Like most of the comments that enriched discussions in her tweets, whereas it is undeniable that colonial governments exploited African communities and imposed modernization and religions on them what have African elites done for their people since the end of the colonial era?
India and other British colonies have since overtaken their colonized past and overtaken Britain in the global economic power ranking. The Caribbean nations are eagerly and boldly working to detach from Britain, seek reparation and determine their own growth pace. But African members of the Commonwealth still relish their relationship with the colonial master.
Nigeria particularly has continued to willingly submit to re-colonization by adopting Britain as its capital. The federal government, some state governments, federal institutions and parastatals as well as elite businessmen own houses in UK. They seek medical treatment in UK, and their children school in Uk. They also bank in UK.
So, despite nominal independence of 1960, Nigeria continues to rely on UK for everything.
For instance, since his election into office in 2015, President Muhammadu Buhari has never taken any level of medical treatment in the country, including ear infection! He has always flown to the UK. So also do his cabinet members, governors and all classes of political leaders.
The overdependence on UK means continued flow of Nigerian resources to the British banks. This is a clear deviation from other countries like Israel, Japan and China that suffered daunting setbacks but quickly steered into paths of rapid growth.

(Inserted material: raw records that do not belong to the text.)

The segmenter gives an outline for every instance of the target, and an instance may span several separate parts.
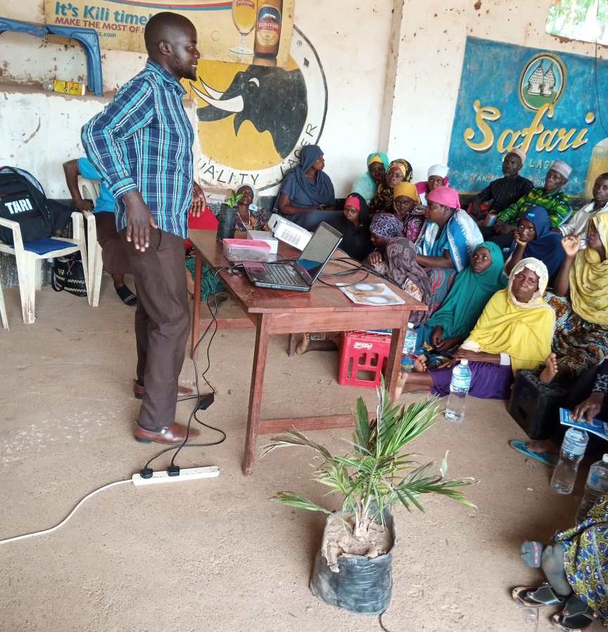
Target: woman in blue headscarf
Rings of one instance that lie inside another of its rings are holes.
[[[315,230],[322,222],[339,216],[341,211],[333,210],[336,196],[329,176],[323,172],[324,166],[323,151],[318,145],[303,147],[300,164],[283,178],[274,212],[307,230]]]
[[[369,204],[378,192],[378,185],[384,182],[388,170],[388,156],[386,153],[370,153],[367,156],[367,170],[355,180],[350,193],[358,193]]]
[[[542,206],[531,206],[519,218],[514,234],[517,248],[505,264],[507,274],[526,257],[538,259],[547,266],[549,286],[553,282],[566,258],[562,247],[562,234],[552,232],[547,209]]]

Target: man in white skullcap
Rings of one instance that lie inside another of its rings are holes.
[[[552,228],[562,224],[571,213],[570,200],[562,189],[571,172],[572,168],[563,160],[554,160],[545,177],[544,187],[533,189],[498,213],[493,226],[495,236],[490,241],[501,248],[508,248],[513,241],[512,233],[517,228],[519,217],[531,206],[542,206],[547,210]]]
[[[500,213],[528,194],[534,188],[534,185],[527,178],[519,175],[519,171],[525,161],[526,154],[519,147],[514,147],[505,154],[502,160],[503,177],[493,180],[475,196],[471,209],[471,215],[483,219],[482,204],[490,207],[490,213]],[[486,227],[486,230],[489,231],[489,234],[486,236],[494,234],[489,227]]]

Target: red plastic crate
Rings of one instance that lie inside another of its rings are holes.
[[[391,336],[367,331],[344,331],[340,343],[338,384],[375,388],[386,370]]]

Japan overcame Hiroshima and Nagasaki bombs and advanced to become a global industrial superpower, competing and pushing back adversaries with commercial prowess. India is powering forward despite the colonial setbacks. China is also challenging the gloom of the past with the opportunities of the present. And despite limited land, sea and human resources, Israel has not just remains economically stable but proved strong in the midst of distracting enemies.
But Africa, especially Nigeria, has remained where colonial masters left it: locked in atrocious hegemonies that that sustain endless rounds of power tussle, civil war, hunger, diseases, repressive governments, corruption and poverty. The continent has been kept in poverty by its own governments, definitely no longer the British or European masters.
Therefore while we allow God to subject Queen Elizabeth II to appraisal and accountability for imperial colonial exploits and associated irreparable pains caused by enterprises of the British Empire, the contemporary leaders of Africa must demonstrate that the continent is now free!